Get all your news in one place.
100’s of premium titles.
One app.
Start reading
Radio France Internationale
Radio France Internationale
Michael Fitzpatrick

Sea border deal opens access to offshore gas for Israel, Lebanon

Lebanese navy patrols boat sail near the German Navy corvette FGS Erfurt, deployed off northern Israel's Rosh HaNikra and Lebanon's southern Naqoura on October 27, 2022. AFP - JACK GUEZ

Israel and Lebanon on Thursday separately signed a US-brokered maritime border agreement that paves the way for lucrative offshore gas extraction by the neighbouring nations, who are technically at war. Lebanon insists the deal has no political implications.
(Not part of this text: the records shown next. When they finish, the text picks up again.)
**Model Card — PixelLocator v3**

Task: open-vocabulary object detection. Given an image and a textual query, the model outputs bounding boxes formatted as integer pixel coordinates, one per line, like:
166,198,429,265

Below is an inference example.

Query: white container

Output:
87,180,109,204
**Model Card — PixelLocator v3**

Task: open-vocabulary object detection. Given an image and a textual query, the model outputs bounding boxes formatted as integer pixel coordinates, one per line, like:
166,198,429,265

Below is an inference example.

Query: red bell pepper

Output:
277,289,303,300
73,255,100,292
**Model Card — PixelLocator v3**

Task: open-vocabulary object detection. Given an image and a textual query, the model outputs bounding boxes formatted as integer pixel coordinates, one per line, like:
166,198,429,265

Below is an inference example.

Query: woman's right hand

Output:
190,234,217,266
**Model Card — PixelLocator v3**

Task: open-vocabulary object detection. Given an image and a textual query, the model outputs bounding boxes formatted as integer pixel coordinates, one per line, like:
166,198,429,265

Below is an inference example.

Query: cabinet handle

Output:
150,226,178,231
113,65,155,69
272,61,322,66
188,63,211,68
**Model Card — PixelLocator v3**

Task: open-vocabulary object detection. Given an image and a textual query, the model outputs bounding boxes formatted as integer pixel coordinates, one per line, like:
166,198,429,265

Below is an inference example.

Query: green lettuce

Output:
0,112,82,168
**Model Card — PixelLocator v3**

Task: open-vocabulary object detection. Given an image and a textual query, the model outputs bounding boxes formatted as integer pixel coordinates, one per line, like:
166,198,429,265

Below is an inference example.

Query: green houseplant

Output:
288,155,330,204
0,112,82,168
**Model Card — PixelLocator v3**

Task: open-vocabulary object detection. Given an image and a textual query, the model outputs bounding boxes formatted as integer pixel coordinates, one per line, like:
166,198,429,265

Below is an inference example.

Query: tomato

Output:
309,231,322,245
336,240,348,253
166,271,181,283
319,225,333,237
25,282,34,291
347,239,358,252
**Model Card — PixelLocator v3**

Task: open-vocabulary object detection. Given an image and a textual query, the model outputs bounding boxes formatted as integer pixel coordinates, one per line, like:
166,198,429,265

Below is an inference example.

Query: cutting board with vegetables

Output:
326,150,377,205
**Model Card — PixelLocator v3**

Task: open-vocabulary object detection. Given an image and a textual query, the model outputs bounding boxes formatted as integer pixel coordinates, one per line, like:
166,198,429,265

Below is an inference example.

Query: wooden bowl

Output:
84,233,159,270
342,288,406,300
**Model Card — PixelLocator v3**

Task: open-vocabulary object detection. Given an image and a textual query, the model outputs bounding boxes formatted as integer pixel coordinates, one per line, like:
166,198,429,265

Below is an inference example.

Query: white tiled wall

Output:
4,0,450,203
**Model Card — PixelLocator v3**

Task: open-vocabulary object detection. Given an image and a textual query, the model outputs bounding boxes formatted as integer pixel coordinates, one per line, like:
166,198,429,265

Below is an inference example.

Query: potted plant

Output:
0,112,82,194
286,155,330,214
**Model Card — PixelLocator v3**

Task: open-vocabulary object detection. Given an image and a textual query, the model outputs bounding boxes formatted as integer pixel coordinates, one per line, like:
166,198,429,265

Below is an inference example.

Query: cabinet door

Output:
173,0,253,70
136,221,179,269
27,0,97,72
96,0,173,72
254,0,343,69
The agreement will come into effect on Thursday afternoon, after two exchanges of letters -- one between Lebanon and the United States, the other between Israel and the US.

The deal, signed separately by Lebanon's President Michel Aoun in Beirut and Israel's Prime Minister Yair Lapid in Jerusalem, comes as Lebanon struggles to emerge from what the World Bank has described as one of the worst economic crises in modern world history.

The border agreement comes as Lapid seeks the boost of a major achievement days ahead of a general election due in Israel on 1 November.

The deal settles a decades-long dispute about the precise location of the eastern Mediterranean border between the two states, which in turn determines exploration and extraction rights.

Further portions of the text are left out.